[node.js] Read file from aws s3 bucket using node fs

I am attempting to read a file that is in a aws s3 bucket using

fs.readFile(file, function (err, contents) {
  var myLines = contents.Body.toString().split('\n')
})

I've been able to download and upload a file using the node aws-sdk, but I am at a loss as to how to simply read it and parse the contents.

Here is an example of how I am reading the file from s3:

var s3 = new AWS.S3();
var params = {Bucket: 'myBucket', Key: 'myKey.csv'}
var s3file = s3.getObject(params)

This question is related to node.js amazon-web-services amazon-s3 fs

The answer is


var fileStream = fs.createWriteStream('/path/to/file.jpg');
var s3Stream = s3.getObject({Bucket: 'myBucket', Key: 'myImageFile.jpg'}).createReadStream();

// Listen for errors returned by the service
s3Stream.on('error', function(err) {
    // NoSuchKey: The specified key does not exist
    console.error(err);
});

s3Stream.pipe(fileStream).on('error', function(err) {
    // capture any errors that occur when writing data to the file
    console.error('File Stream:', err);
}).on('close', function() {
    console.log('Done.');
});

Reference: https://docs.aws.amazon.com/sdk-for-javascript/v2/developer-guide/requests-using-stream-objects.html


Since you seem to want to process an S3 text file line-by-line. Here is a Node version that uses the standard readline module and AWS' createReadStream()

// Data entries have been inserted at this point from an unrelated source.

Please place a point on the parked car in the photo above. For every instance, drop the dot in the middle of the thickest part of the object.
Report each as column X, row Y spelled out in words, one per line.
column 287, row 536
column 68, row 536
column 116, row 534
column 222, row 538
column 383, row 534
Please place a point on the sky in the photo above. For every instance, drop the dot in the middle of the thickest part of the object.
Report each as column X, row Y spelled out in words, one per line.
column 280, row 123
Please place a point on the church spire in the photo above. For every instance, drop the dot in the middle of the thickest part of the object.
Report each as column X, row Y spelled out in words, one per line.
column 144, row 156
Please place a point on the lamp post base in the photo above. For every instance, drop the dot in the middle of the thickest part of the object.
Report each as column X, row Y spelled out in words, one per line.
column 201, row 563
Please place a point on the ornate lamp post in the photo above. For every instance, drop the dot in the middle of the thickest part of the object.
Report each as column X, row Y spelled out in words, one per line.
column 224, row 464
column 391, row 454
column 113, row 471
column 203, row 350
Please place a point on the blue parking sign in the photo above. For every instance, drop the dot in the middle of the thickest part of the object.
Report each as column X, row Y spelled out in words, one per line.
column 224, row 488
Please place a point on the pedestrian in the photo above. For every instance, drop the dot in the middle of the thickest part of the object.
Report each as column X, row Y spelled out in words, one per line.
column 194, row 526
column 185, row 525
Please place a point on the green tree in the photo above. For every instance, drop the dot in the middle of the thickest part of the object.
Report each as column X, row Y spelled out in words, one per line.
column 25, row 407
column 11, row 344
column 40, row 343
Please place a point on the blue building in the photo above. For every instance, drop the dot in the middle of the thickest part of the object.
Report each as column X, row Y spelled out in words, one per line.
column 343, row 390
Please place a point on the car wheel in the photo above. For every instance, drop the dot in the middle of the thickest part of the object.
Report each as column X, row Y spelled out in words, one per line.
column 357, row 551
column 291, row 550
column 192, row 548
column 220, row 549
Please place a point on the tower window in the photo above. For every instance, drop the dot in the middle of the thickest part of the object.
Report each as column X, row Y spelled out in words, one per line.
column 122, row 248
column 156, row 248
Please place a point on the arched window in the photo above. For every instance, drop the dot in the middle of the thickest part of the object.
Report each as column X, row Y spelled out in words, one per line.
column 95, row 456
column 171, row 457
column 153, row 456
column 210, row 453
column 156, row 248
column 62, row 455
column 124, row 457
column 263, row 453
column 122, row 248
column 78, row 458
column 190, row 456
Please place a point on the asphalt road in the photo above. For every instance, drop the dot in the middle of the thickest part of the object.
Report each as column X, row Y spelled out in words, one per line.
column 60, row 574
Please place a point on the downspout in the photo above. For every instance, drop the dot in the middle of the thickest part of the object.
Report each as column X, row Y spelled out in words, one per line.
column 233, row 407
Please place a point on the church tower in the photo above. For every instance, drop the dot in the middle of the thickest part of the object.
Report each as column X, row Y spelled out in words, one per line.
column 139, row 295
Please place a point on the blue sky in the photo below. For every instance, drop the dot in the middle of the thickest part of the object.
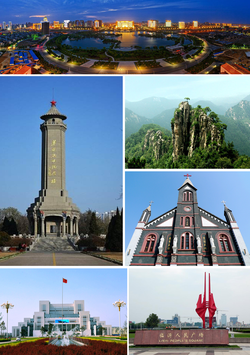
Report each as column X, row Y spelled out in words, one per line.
column 93, row 106
column 162, row 188
column 166, row 292
column 21, row 11
column 179, row 86
column 99, row 288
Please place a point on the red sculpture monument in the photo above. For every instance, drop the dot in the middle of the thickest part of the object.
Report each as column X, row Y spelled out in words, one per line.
column 202, row 306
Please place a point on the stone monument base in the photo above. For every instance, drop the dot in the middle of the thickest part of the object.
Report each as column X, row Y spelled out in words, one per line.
column 182, row 337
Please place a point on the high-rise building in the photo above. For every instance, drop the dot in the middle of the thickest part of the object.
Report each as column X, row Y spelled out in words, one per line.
column 45, row 26
column 89, row 23
column 66, row 23
column 223, row 319
column 56, row 24
column 233, row 320
column 152, row 23
column 53, row 213
column 125, row 24
column 69, row 317
column 97, row 23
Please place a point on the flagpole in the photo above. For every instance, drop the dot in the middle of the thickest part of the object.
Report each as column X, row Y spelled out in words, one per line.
column 62, row 306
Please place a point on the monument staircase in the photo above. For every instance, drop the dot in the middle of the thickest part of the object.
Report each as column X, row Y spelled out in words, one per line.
column 52, row 244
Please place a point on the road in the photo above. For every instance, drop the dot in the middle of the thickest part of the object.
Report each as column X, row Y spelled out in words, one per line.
column 60, row 258
column 173, row 69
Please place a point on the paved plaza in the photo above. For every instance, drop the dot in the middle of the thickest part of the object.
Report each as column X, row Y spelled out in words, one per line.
column 60, row 258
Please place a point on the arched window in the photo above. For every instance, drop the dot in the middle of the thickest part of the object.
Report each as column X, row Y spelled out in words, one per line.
column 150, row 243
column 224, row 243
column 187, row 196
column 187, row 241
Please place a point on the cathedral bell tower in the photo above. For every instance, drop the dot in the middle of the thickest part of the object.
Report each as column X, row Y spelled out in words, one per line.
column 53, row 213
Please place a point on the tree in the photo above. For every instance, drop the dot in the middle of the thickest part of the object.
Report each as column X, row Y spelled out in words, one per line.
column 51, row 328
column 23, row 332
column 82, row 329
column 152, row 321
column 2, row 327
column 114, row 235
column 43, row 331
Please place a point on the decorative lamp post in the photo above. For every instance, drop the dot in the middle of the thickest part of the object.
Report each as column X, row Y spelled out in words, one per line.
column 7, row 306
column 119, row 304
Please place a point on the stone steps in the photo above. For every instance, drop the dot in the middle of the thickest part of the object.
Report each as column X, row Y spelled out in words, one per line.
column 52, row 244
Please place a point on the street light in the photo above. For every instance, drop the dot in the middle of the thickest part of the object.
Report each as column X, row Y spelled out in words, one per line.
column 7, row 306
column 119, row 304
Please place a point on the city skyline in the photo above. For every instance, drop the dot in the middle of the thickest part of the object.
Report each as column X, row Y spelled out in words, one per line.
column 181, row 10
column 99, row 288
column 176, row 291
column 93, row 139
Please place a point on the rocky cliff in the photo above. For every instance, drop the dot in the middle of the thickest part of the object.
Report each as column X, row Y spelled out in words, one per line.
column 241, row 111
column 192, row 129
column 155, row 140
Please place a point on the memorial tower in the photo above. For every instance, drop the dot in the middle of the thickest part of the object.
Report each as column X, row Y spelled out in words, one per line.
column 53, row 213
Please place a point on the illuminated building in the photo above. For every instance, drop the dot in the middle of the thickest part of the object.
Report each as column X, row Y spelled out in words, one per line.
column 97, row 23
column 233, row 69
column 125, row 24
column 56, row 24
column 66, row 23
column 152, row 23
column 45, row 26
column 69, row 317
column 89, row 23
column 37, row 26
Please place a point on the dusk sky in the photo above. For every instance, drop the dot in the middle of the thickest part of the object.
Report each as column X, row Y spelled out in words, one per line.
column 169, row 291
column 93, row 106
column 162, row 188
column 21, row 11
column 99, row 288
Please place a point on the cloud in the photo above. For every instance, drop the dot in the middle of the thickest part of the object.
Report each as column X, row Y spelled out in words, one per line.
column 39, row 15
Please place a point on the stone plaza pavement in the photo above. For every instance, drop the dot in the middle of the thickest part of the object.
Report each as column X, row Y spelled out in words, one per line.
column 56, row 258
column 245, row 350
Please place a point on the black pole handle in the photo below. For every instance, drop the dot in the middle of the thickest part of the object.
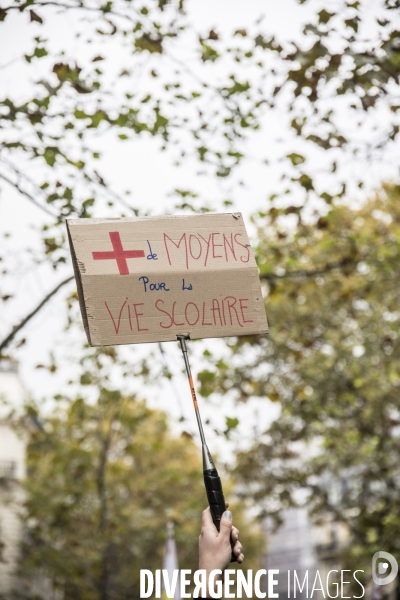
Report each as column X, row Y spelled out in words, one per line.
column 216, row 499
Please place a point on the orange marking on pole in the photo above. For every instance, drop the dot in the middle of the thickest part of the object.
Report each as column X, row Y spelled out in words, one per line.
column 193, row 392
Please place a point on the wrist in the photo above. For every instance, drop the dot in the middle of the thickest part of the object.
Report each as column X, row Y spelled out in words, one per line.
column 213, row 583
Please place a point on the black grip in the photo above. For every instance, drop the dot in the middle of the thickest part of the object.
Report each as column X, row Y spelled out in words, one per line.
column 216, row 499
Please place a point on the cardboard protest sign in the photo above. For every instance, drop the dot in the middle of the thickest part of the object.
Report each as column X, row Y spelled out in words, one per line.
column 150, row 279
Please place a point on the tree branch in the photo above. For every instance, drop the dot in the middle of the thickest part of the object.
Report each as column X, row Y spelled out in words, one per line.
column 28, row 317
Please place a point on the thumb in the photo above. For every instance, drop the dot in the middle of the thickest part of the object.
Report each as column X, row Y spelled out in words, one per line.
column 226, row 525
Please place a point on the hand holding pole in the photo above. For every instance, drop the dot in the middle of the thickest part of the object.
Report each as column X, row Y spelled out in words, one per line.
column 212, row 481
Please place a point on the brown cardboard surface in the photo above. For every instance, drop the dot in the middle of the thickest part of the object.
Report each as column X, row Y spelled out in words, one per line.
column 150, row 279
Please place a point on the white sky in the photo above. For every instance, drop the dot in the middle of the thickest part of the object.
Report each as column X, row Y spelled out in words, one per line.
column 141, row 167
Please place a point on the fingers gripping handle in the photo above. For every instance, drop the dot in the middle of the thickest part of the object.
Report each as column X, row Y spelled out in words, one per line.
column 216, row 499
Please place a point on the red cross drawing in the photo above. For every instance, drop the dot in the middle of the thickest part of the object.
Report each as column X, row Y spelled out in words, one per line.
column 119, row 254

const readline = require('readline');

const rl = readline.createInterface({
    input: s3.getObject(params).createReadStream()
});

rl.on('line', function(line) {
    console.log(line);
})
.on('close', function() {
});

This will do it:

new AWS.S3().getObject({ Bucket: this.awsBucketName, Key: keyName }, function(err, data)
{
    if (!err)
        console.log(data.Body.toString());
});

I had exactly the same issue when downloading from S3 very large files.

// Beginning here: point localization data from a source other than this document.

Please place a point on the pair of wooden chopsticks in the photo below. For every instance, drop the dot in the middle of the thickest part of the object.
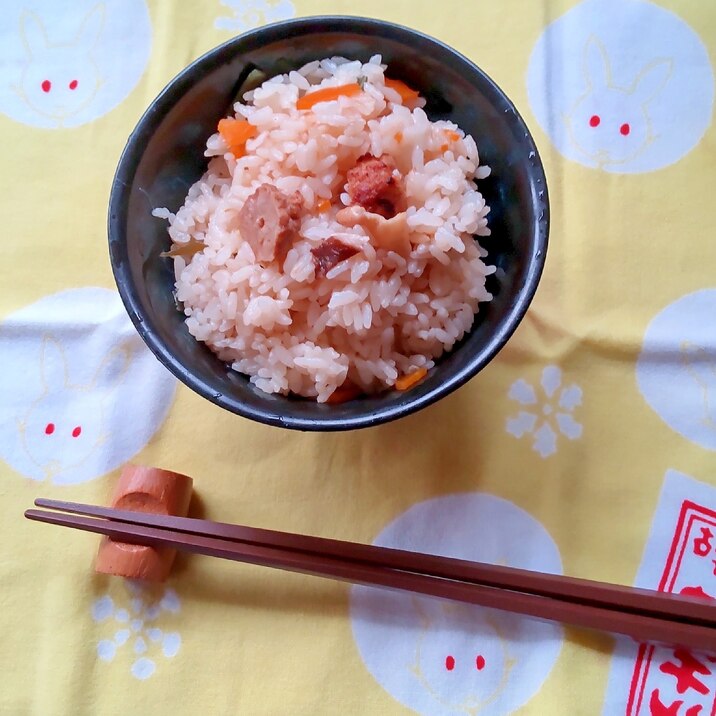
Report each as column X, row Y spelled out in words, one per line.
column 645, row 615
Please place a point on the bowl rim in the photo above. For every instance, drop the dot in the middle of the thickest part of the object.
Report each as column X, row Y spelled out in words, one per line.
column 153, row 116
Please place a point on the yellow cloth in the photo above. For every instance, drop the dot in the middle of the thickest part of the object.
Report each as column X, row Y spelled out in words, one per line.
column 623, row 246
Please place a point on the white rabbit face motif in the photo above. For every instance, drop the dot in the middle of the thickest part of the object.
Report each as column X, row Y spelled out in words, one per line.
column 462, row 660
column 60, row 80
column 66, row 424
column 611, row 124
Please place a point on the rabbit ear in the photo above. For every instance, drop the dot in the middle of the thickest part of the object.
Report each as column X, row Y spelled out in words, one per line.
column 33, row 33
column 91, row 27
column 596, row 64
column 651, row 80
column 112, row 368
column 53, row 365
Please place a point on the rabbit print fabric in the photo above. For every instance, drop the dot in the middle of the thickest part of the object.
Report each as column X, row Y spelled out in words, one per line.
column 440, row 658
column 81, row 392
column 679, row 382
column 66, row 64
column 624, row 86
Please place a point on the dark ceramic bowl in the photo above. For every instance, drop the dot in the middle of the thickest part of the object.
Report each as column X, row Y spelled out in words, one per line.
column 164, row 156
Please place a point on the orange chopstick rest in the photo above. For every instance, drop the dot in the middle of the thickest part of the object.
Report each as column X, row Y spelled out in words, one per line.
column 144, row 489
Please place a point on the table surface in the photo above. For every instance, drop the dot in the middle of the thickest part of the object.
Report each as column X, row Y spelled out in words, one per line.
column 586, row 447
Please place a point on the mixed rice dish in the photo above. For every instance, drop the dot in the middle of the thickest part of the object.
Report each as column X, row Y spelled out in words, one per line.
column 331, row 248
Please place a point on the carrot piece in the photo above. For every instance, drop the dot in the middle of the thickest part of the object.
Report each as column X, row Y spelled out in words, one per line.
column 406, row 93
column 344, row 393
column 327, row 94
column 409, row 380
column 236, row 132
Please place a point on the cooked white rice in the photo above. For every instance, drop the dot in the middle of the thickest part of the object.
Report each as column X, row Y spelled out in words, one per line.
column 373, row 317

The example solution from AWS docs just does not work:

var file = fs.createWriteStream(options.filePath);
        file.on('close', function(){
            if(self.logger) self.logger.info("S3Dataset file download saved to %s", options.filePath );
            return callback(null,done);
        });
        s3.getObject({ Key:  documentKey }).createReadStream().on('error', function(err) {
            if(self.logger) self.logger.error("S3Dataset download error key:%s error:%@", options.fileName, error);
            return callback(error);
        }).pipe(file);

While this solution will work:

    var file = fs.createWriteStream(options.filePath);
    s3.getObject({ Bucket: this._options.s3.Bucket, Key: documentKey })
    .on('error', function(err) {
        if(self.logger) self.logger.error("S3Dataset download error key:%s error:%@", options.fileName, error);
        return callback(error);
    })
    .on('httpData', function(chunk) { file.write(chunk); })
    .on('httpDone', function() { 
        file.end(); 
        if(self.logger) self.logger.info("S3Dataset file download saved to %s", options.filePath );
        return callback(null,done);
    })
    .send();

The createReadStream attempt just does not fire the end, close or error callback for some reason. See here about this.

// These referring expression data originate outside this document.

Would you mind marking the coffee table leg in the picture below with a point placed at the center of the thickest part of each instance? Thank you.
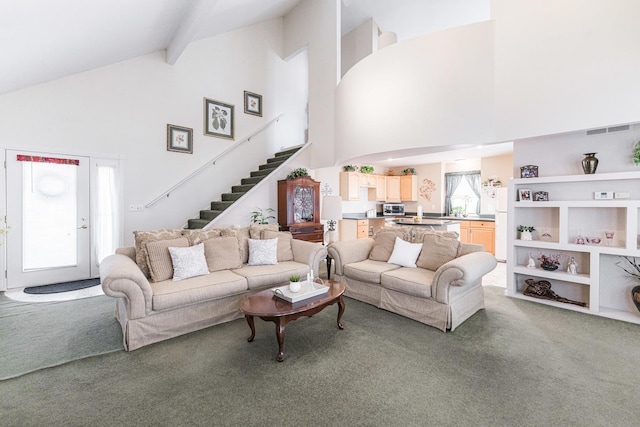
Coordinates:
(252, 326)
(280, 335)
(340, 312)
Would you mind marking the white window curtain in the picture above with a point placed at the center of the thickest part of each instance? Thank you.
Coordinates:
(106, 229)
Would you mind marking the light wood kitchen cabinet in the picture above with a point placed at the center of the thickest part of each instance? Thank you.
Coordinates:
(351, 229)
(350, 186)
(409, 188)
(480, 233)
(367, 180)
(393, 189)
(381, 188)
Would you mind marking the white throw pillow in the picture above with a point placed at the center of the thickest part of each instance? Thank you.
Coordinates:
(405, 253)
(188, 262)
(263, 252)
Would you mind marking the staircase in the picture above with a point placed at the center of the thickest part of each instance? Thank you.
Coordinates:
(237, 191)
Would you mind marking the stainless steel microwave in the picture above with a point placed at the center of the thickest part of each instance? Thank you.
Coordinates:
(393, 209)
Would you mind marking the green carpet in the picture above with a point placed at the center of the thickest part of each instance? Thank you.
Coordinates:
(39, 335)
(515, 363)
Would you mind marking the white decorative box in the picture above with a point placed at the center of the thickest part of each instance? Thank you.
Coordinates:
(307, 290)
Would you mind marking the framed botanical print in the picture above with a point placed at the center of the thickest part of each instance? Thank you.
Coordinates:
(218, 119)
(252, 103)
(179, 139)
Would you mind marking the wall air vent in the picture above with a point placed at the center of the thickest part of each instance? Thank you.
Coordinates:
(611, 129)
(618, 128)
(597, 131)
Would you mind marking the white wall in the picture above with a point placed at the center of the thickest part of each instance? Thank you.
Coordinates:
(315, 25)
(122, 111)
(432, 90)
(565, 65)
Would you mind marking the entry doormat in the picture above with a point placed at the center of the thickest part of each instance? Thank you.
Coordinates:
(62, 287)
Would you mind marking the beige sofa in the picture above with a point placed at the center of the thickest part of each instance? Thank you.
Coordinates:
(442, 290)
(151, 306)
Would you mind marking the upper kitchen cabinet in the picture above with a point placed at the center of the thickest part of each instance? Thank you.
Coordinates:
(393, 189)
(409, 188)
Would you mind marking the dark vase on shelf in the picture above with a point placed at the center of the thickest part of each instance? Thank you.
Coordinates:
(590, 163)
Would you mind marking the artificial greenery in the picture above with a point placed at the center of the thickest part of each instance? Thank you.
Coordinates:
(297, 173)
(262, 216)
(366, 169)
(409, 171)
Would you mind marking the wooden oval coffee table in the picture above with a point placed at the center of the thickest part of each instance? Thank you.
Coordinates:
(267, 306)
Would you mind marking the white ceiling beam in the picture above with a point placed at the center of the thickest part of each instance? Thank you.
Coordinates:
(194, 19)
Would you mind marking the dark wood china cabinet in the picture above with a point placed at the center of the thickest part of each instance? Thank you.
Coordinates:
(299, 208)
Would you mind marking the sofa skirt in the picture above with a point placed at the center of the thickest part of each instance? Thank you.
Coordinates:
(161, 325)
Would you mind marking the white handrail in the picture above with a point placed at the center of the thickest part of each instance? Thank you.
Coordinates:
(210, 163)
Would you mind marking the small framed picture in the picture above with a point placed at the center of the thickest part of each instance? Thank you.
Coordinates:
(524, 195)
(218, 119)
(179, 139)
(252, 103)
(529, 171)
(540, 196)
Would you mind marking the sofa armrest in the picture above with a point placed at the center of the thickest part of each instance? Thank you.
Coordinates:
(348, 251)
(121, 277)
(465, 270)
(309, 253)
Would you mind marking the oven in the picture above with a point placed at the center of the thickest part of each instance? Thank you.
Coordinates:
(393, 209)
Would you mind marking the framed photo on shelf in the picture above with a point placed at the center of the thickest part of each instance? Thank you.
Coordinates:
(529, 171)
(252, 103)
(179, 139)
(524, 195)
(540, 196)
(218, 119)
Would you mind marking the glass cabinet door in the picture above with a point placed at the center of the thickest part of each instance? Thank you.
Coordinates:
(303, 203)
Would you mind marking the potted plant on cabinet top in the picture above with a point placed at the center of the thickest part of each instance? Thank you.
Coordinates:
(297, 173)
(262, 216)
(525, 232)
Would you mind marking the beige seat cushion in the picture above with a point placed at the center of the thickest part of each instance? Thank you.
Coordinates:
(261, 276)
(168, 294)
(144, 237)
(411, 281)
(222, 253)
(437, 250)
(368, 270)
(284, 243)
(159, 258)
(384, 242)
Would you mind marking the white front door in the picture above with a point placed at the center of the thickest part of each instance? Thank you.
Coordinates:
(48, 214)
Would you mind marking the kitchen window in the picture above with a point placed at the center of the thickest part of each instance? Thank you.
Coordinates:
(463, 193)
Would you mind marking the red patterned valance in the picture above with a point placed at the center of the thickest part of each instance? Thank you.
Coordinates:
(41, 159)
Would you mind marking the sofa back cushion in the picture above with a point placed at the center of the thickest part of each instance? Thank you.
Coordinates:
(385, 240)
(198, 235)
(159, 259)
(285, 253)
(144, 237)
(437, 250)
(222, 253)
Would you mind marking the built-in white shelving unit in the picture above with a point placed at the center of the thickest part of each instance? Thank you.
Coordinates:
(570, 212)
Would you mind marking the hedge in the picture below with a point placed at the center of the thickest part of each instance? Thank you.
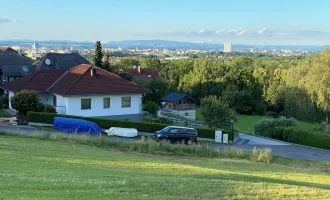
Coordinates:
(294, 135)
(107, 123)
(313, 139)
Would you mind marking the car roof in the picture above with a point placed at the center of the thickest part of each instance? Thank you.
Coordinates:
(181, 127)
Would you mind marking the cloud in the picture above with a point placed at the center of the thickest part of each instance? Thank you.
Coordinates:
(6, 20)
(204, 34)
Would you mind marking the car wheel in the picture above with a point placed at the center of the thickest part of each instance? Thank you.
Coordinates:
(190, 142)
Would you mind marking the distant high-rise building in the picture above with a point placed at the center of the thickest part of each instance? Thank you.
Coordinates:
(35, 45)
(228, 47)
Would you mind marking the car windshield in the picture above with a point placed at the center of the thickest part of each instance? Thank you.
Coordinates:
(165, 130)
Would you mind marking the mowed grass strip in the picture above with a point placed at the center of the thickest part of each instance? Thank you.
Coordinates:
(38, 169)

I'm using that solution also for writing down archives to gzip, since the first one (AWS example) does not work in this case either:

        var gunzip = zlib.createGunzip();
        var file = fs.createWriteStream( options.filePath );

        s3.getObject({ Bucket: this._options.s3.Bucket, Key: documentKey })
        .on('error', function (error) {
            if(self.logger) self.logger.error("%@",error);
            return callback(error);
        })
        .on('httpData', function (chunk) {
            file.write(chunk);
        })
        .on('httpDone', function () {

            file.end();

            if(self.logger) self.logger.info("downloadArchive downloaded %s", options.filePath);

            fs.createReadStream( options.filePath )
            .on('error', (error) => {
                return callback(error);
            })
            .on('end', () => {
                if(self.logger) self.logger.info("downloadArchive unarchived %s", options.fileDest);
                return callback(null, options.fileDest);
            })
            .pipe(gunzip)
            .pipe(fs.createWriteStream(options.fileDest))
        })
        .send();

I prefer Buffer.from(data.Body).toString('utf8'). It supports encoding parameters. With other AWS services (ex. Kinesis Streams) someone may want to replace 'utf8' encoding with 'base64'.

new AWS.S3().getObject(
  { Bucket: this.awsBucketName, Key: keyName }, 
  function(err, data) {
    if (!err) {
      const body = Buffer.from(data.Body).toString('utf8');
      console.log(body);
    }
  }
);

I couldn't figure why yet, but the createReadStream/pipe approach didn't work for me. I was trying to download a large CSV file (300MB+) and I got duplicated lines. It seemed a random issue. The final file size varied in each attempt to download it.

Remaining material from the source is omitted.